When One Line Took Thousands of Websites Offline

Wednesday, 11 October, 2023 - 11:5012:30

Francisco Borges Aurindo Barros and Jack Henschel, CERN


This talk describes an incident where an innocuous change in a configuration management system caused a highly-visible unavailability of thousands of websites, which was followed by an intense recovery procedure. The talk covers the part of the infrastructure that prevented more widespread damage, the lessons learned (in terms of infrastructure design and operational procedures) as well as improvements significant improvements that have been implemented since then. All of this happened on Kubernetes infrastructure, therefore the talk will dive into the topics of Kubernetes operators, automation, manual intervention, configuration management and backups.

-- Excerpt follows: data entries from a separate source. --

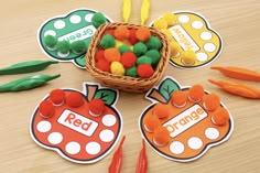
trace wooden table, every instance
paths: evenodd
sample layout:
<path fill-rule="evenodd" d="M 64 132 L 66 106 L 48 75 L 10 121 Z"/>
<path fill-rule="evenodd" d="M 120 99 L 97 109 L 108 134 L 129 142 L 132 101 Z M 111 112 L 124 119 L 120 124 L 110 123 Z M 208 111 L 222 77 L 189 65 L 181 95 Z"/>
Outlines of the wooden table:
<path fill-rule="evenodd" d="M 140 0 L 132 1 L 131 23 L 140 23 Z M 65 14 L 77 8 L 95 9 L 104 12 L 113 21 L 122 21 L 121 0 L 4 1 L 0 6 L 0 66 L 4 67 L 23 61 L 48 60 L 37 44 L 37 29 L 48 18 Z M 152 0 L 148 23 L 167 11 L 177 10 L 202 13 L 223 36 L 223 53 L 212 65 L 234 65 L 260 72 L 260 2 L 258 0 Z M 31 139 L 29 123 L 32 112 L 36 104 L 50 90 L 54 88 L 80 90 L 83 82 L 96 82 L 86 71 L 78 69 L 71 63 L 59 63 L 41 73 L 48 75 L 61 73 L 62 77 L 33 90 L 0 94 L 1 172 L 107 172 L 116 149 L 95 164 L 82 165 L 71 163 L 55 152 L 40 148 Z M 234 117 L 235 130 L 227 142 L 210 149 L 204 156 L 191 163 L 169 161 L 148 147 L 148 172 L 260 172 L 260 101 L 229 95 L 209 84 L 208 78 L 228 79 L 220 73 L 210 71 L 209 66 L 187 71 L 170 65 L 166 75 L 175 77 L 182 85 L 202 84 L 207 90 L 219 94 L 221 101 L 226 104 Z M 28 76 L 28 74 L 1 76 L 0 83 L 4 84 L 23 76 Z M 259 83 L 248 82 L 247 84 L 260 88 Z M 133 95 L 121 91 L 117 104 L 117 108 L 123 117 L 122 134 L 127 136 L 123 144 L 122 173 L 136 171 L 136 161 L 141 149 L 138 118 L 142 110 L 150 105 L 148 100 L 143 99 L 143 94 Z"/>

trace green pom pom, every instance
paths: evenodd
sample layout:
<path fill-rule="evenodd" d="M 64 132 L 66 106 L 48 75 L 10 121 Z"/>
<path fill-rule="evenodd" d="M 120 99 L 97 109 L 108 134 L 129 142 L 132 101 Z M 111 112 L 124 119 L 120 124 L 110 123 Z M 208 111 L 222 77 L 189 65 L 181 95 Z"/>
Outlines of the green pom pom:
<path fill-rule="evenodd" d="M 93 15 L 91 22 L 95 25 L 95 28 L 99 28 L 101 24 L 106 23 L 106 18 L 104 17 L 102 13 L 97 12 Z"/>
<path fill-rule="evenodd" d="M 54 48 L 57 44 L 57 39 L 53 35 L 46 35 L 44 36 L 44 43 L 47 47 Z"/>
<path fill-rule="evenodd" d="M 130 77 L 138 77 L 138 72 L 137 72 L 137 67 L 133 66 L 131 68 L 128 68 L 126 72 L 126 76 L 130 76 Z"/>
<path fill-rule="evenodd" d="M 72 50 L 76 54 L 82 54 L 82 53 L 86 52 L 87 46 L 84 41 L 75 41 L 72 43 Z"/>
<path fill-rule="evenodd" d="M 138 61 L 137 61 L 137 64 L 140 65 L 140 64 L 152 64 L 152 58 L 148 57 L 148 56 L 141 56 L 141 57 L 138 57 Z"/>
<path fill-rule="evenodd" d="M 71 44 L 68 41 L 61 41 L 57 42 L 57 51 L 63 53 L 63 54 L 67 54 L 69 52 L 71 48 Z"/>
<path fill-rule="evenodd" d="M 161 54 L 158 50 L 150 50 L 145 53 L 145 56 L 152 60 L 152 66 L 156 66 L 161 60 Z"/>
<path fill-rule="evenodd" d="M 138 42 L 137 44 L 133 45 L 133 53 L 137 55 L 137 56 L 141 56 L 143 54 L 145 54 L 148 51 L 148 47 L 144 43 L 142 42 Z"/>
<path fill-rule="evenodd" d="M 129 46 L 127 46 L 127 45 L 120 45 L 120 46 L 118 47 L 118 51 L 120 52 L 121 55 L 122 55 L 124 52 L 132 52 L 132 50 L 131 50 Z"/>
<path fill-rule="evenodd" d="M 149 50 L 161 50 L 162 42 L 156 36 L 151 36 L 145 45 Z"/>
<path fill-rule="evenodd" d="M 105 36 L 102 36 L 100 41 L 100 45 L 104 50 L 109 48 L 109 47 L 115 47 L 116 40 L 112 35 L 106 34 Z"/>

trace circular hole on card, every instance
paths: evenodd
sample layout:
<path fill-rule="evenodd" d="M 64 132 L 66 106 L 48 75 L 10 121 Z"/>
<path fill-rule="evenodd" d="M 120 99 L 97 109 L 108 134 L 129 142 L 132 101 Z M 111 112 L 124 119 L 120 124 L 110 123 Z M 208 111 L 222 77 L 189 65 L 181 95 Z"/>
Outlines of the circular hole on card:
<path fill-rule="evenodd" d="M 48 134 L 47 141 L 52 144 L 58 144 L 63 141 L 63 134 L 61 134 L 59 132 L 52 132 L 51 134 Z"/>
<path fill-rule="evenodd" d="M 180 141 L 174 141 L 170 144 L 170 151 L 174 154 L 181 154 L 184 152 L 184 144 Z"/>
<path fill-rule="evenodd" d="M 82 22 L 82 18 L 79 15 L 72 15 L 69 18 L 69 21 L 74 24 L 77 24 L 77 23 Z"/>
<path fill-rule="evenodd" d="M 205 53 L 197 53 L 196 54 L 196 60 L 199 61 L 199 62 L 206 62 L 207 58 L 208 58 L 208 56 Z"/>
<path fill-rule="evenodd" d="M 58 29 L 58 30 L 64 29 L 65 25 L 66 25 L 66 23 L 62 20 L 58 20 L 58 21 L 54 22 L 54 28 Z"/>
<path fill-rule="evenodd" d="M 99 138 L 102 142 L 111 142 L 115 138 L 115 134 L 111 130 L 106 129 L 99 133 Z"/>
<path fill-rule="evenodd" d="M 48 121 L 41 121 L 37 123 L 36 128 L 37 128 L 37 131 L 40 131 L 40 132 L 47 132 L 51 130 L 52 123 Z"/>
<path fill-rule="evenodd" d="M 69 52 L 66 53 L 66 54 L 63 54 L 63 53 L 61 53 L 61 52 L 57 52 L 57 55 L 58 55 L 59 57 L 67 57 L 67 56 L 69 55 Z"/>
<path fill-rule="evenodd" d="M 86 14 L 86 15 L 85 15 L 85 21 L 91 22 L 93 15 L 94 15 L 94 14 Z"/>
<path fill-rule="evenodd" d="M 204 50 L 207 51 L 207 52 L 214 52 L 216 50 L 216 45 L 213 44 L 213 43 L 206 43 L 204 45 Z"/>
<path fill-rule="evenodd" d="M 80 144 L 78 142 L 68 142 L 65 150 L 69 154 L 77 154 L 80 151 Z"/>
<path fill-rule="evenodd" d="M 203 22 L 201 22 L 201 21 L 194 21 L 193 23 L 192 23 L 192 26 L 194 28 L 194 29 L 202 29 L 203 28 Z"/>
<path fill-rule="evenodd" d="M 44 32 L 44 36 L 47 36 L 47 35 L 56 36 L 56 32 L 53 30 L 47 30 Z"/>
<path fill-rule="evenodd" d="M 181 15 L 177 20 L 182 23 L 187 23 L 189 21 L 189 18 L 187 15 Z"/>
<path fill-rule="evenodd" d="M 210 32 L 202 32 L 201 33 L 201 39 L 204 40 L 204 41 L 208 41 L 213 37 L 212 33 Z"/>
<path fill-rule="evenodd" d="M 217 139 L 219 137 L 219 131 L 216 129 L 216 128 L 207 128 L 205 130 L 205 136 L 208 138 L 208 139 Z"/>
<path fill-rule="evenodd" d="M 101 150 L 101 147 L 97 142 L 89 142 L 88 144 L 86 144 L 86 152 L 91 155 L 99 153 L 100 150 Z"/>
<path fill-rule="evenodd" d="M 113 115 L 106 115 L 102 117 L 102 125 L 106 127 L 112 127 L 116 125 L 117 119 Z"/>
<path fill-rule="evenodd" d="M 197 137 L 192 137 L 188 139 L 187 144 L 193 150 L 198 150 L 203 147 L 203 141 Z"/>

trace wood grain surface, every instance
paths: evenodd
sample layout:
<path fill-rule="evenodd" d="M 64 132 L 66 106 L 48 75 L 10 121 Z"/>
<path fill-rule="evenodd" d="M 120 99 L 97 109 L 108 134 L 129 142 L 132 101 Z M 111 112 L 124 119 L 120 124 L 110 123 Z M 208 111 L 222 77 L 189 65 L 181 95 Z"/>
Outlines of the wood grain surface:
<path fill-rule="evenodd" d="M 0 66 L 18 62 L 48 60 L 41 51 L 36 32 L 47 19 L 66 14 L 77 8 L 89 8 L 104 12 L 113 21 L 121 22 L 122 0 L 10 0 L 0 6 Z M 140 23 L 141 0 L 132 0 L 131 23 Z M 208 1 L 208 0 L 151 0 L 148 23 L 169 11 L 191 10 L 202 13 L 220 33 L 224 48 L 212 65 L 241 66 L 260 72 L 260 1 Z M 95 164 L 75 164 L 62 159 L 53 151 L 39 147 L 30 137 L 29 125 L 36 104 L 54 88 L 82 90 L 84 82 L 96 82 L 86 71 L 71 63 L 50 66 L 33 74 L 62 74 L 47 85 L 21 93 L 0 94 L 0 167 L 2 173 L 105 173 L 108 172 L 110 154 Z M 32 74 L 32 75 L 33 75 Z M 209 66 L 197 69 L 180 69 L 169 65 L 166 75 L 182 85 L 202 84 L 207 90 L 217 93 L 229 108 L 235 129 L 231 138 L 212 148 L 204 156 L 178 163 L 158 155 L 147 148 L 148 173 L 258 173 L 260 172 L 260 101 L 246 99 L 221 91 L 207 82 L 208 78 L 229 79 Z M 0 84 L 28 76 L 0 76 Z M 236 79 L 230 79 L 239 82 Z M 241 82 L 260 88 L 259 83 Z M 120 93 L 117 104 L 123 117 L 123 164 L 121 173 L 134 173 L 141 149 L 138 118 L 150 105 L 143 94 Z"/>

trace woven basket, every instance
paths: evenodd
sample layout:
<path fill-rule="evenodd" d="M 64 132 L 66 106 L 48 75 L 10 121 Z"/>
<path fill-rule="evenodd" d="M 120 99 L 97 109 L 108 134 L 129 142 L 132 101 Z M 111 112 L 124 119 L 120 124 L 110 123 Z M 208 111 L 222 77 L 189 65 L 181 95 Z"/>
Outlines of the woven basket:
<path fill-rule="evenodd" d="M 90 73 L 90 75 L 93 75 L 95 78 L 100 80 L 100 83 L 102 83 L 106 86 L 109 86 L 111 88 L 116 88 L 119 90 L 130 91 L 130 93 L 144 93 L 149 90 L 150 88 L 152 88 L 163 77 L 163 74 L 169 64 L 170 54 L 171 54 L 167 39 L 159 30 L 154 28 L 149 28 L 151 31 L 151 34 L 159 37 L 163 45 L 160 52 L 162 57 L 154 71 L 154 74 L 151 77 L 134 78 L 134 77 L 129 77 L 129 76 L 113 75 L 113 74 L 102 72 L 96 68 L 95 55 L 96 55 L 96 52 L 101 48 L 99 43 L 102 37 L 102 34 L 107 30 L 111 30 L 111 29 L 113 30 L 118 28 L 119 25 L 126 25 L 128 29 L 138 29 L 139 26 L 141 26 L 141 25 L 128 24 L 128 23 L 109 23 L 109 24 L 104 24 L 99 26 L 99 29 L 93 35 L 91 42 L 88 46 L 88 52 L 86 54 L 86 68 Z"/>

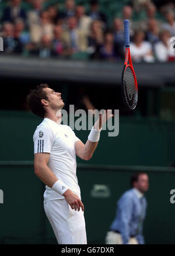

Francisco Borges Aurindo Barros, CERN

Francisco Barros is an SRE at CERN. He likes to specialize on automating the repetitive, working with open source technologies, and helping to develop and maintain reliable and modern solutions. Currently he manages a Kubernetes flavored cluster that handles all the CMS websites at CERN. He lives near Geneva and in winter likes to snowboard.

Jack Henschel, CERN

Jack Henschel is a Cloud Computing Engineer at CERN where he develops and administrates several Kubernetes cluster, ensuring all components integrate smoothly with the rest of CERN's computing environment. His special areas of interest are systems performance, observability and efficiency. In his free time he likes exploring the French and Swiss Alps by foot and bike.